When I set ServerGarbageCollection to false, everything works fine, the application starts. We can see in strace-ServerGC-false.txt that in this case, this succession of mmap and munmap calls after open("/opt/dotnet/shared/Microsoft.NETCore.App/1.1.1/System.Private.CoreLib.ni.dll", O_RDONLY) does not happen.

ghost commented 7 years ago

Finally, here is strace-successful.txt, for the situation when ServerGarbageCollection is NOT set to false but the application starts successfully. This succession of mmap and munmap calls does not happen.

This situation happens sometimes (I would say ~20% of the launchs), but most of the time (~80%) there is the Failed to initialize CoreCLR, HRESULT: 0x80004005 error. Note: I do not recompile the application between the launchs.

swgillespie commented 7 years ago

@sebok Thank you so much, this is extremely helpful!

@gkhanna79

So, perhaps the huge amount of maps are coming from here: https://github.com/dotnet/coreclr/blob/master/src/utilcode/util.cpp#L644 , when we are scanning for a free chunk of VM to allocate these emergency jump stubs? I'm not super familiar with the PAL or JIT to know if VirtualQuery results in calls to mmap, but if we are failing to find a free space of VM I suppose it could explain this behavior.
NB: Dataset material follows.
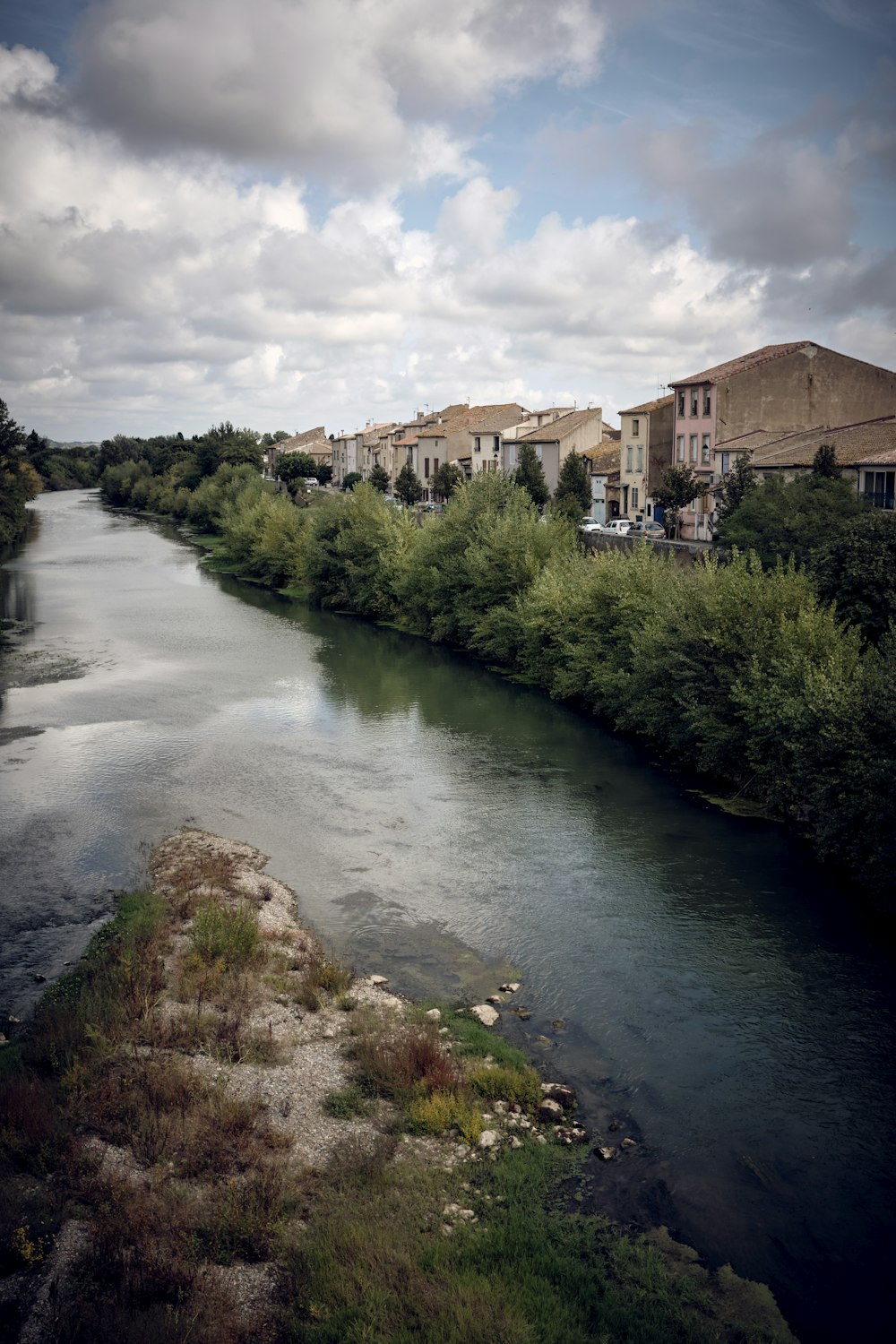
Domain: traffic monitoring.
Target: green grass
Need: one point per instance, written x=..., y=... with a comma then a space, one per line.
x=375, y=1266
I can imagine why Server GC would trigger this behavior - we commit an ephemeral segment and LOH segment for every heap that we create. I can't imagine what has to transpire to run out of VM on a 64-bit process, though...

Maoni0 commented 7 years ago

@janvorli could you please take a look?

janvorli commented 7 years ago

Based on the strace I am almost sure it is due to GRSEC/PAX enabled - see dotnet/cli#8480. @sebok do you know if you have GRSEC/PAX enabled on your Linux? As a workaround, disabling for dotnet using paxctl -r dotnet where dotnet should be specified by its full path should work. The issue is that the address passed to mmap is ignored with GRSEC/PAX enabled and that prevents us to find a block of free virtual memory within a specific range.

gkhanna79 commented 7 years ago

CC @kouvel

ghost commented 7 years ago

@janvorli Indeed, I assume GRSEC/PAX is enabled:

I'll take a look at the workaround mentionned in https://github.com/dotnet/coreclr/issues/8480 and keep you updated.

ghost commented 7 years ago

So, paxctl -r /opt/dotnet/dotnet returns file /opt/dotnet/dotnet does not have a PT_PAX_FLAGS program header, try conversion. Same result on libcoreclr.so.

And I don't have any file named corerun or coreconsole.

Am I missing something?

janvorli commented 7 years ago

@sebok I've not tried to use the paxctl myself before. Looking at its options, there is an -C option that should do the conversion the -r option complains about. Can you please give it a try? I am not sure if you can pass both options at once or if you need to convert first and then run the -r.

ghost commented 7 years ago

By the way, I confirm that this kernel is configured with PAX and RANDMMAP enabled:

# zgrep -i pax /proc/config.gz
CONFIG_PAX_USERCOPY_SLABS=y
# PaX
CONFIG_PAX=y
# PaX Control
CONFIG_PAX_SOFTMODE=y
CONFIG_PAX_EI_PAX=y
CONFIG_PAX_PT_PAX_FLAGS=y
CONFIG_PAX_XATTR_PAX_FLAGS=y
# CONFIG_PAX_NO_ACL_FLAGS is not set
CONFIG_PAX_HAVE_ACL_FLAGS=y
# CONFIG_PAX_HOOK_ACL_FLAGS is not set
# CONFIG_PAX_NOEXEC is not set
# CONFIG_PAX_KERNEXEC is not set
CONFIG_PAX_KERNEXEC_PLUGIN_METHOD=""
CONFIG_PAX_ASLR=y
# CONFIG_PAX_RANDKSTACK is not set
CONFIG_PAX_RANDUSTACK=y
CONFIG_PAX_RANDMMAP=y
# CONFIG_PAX_MEMORY_SANITIZE is not set
# CONFIG_PAX_MEMORY_STACKLEAK is not set
CONFIG_PAX_MEMORY_STRUCTLEAK=y
# CONFIG_PAX_MEMORY_UDEREF is not set
# CONFIG_PAX_REFCOUNT is not set
# CONFIG_PAX_USERCOPY is not set
CONFIG_PAX_SIZE_OVERFLOW=y
# CONFIG_PAX_LATENT_ENTROPY is not set
ghost commented 7 years ago

paxctl -c -r /opt/dotnet/dotnet worked and... SOLVED THE ISSUE! :+1:

It would be great to make it unecessary as you suggest in https://github.com/dotnet/coreclr/issues/8480, or at least / in the meanwhile, provide a more detailed error message to guide users to this workaround.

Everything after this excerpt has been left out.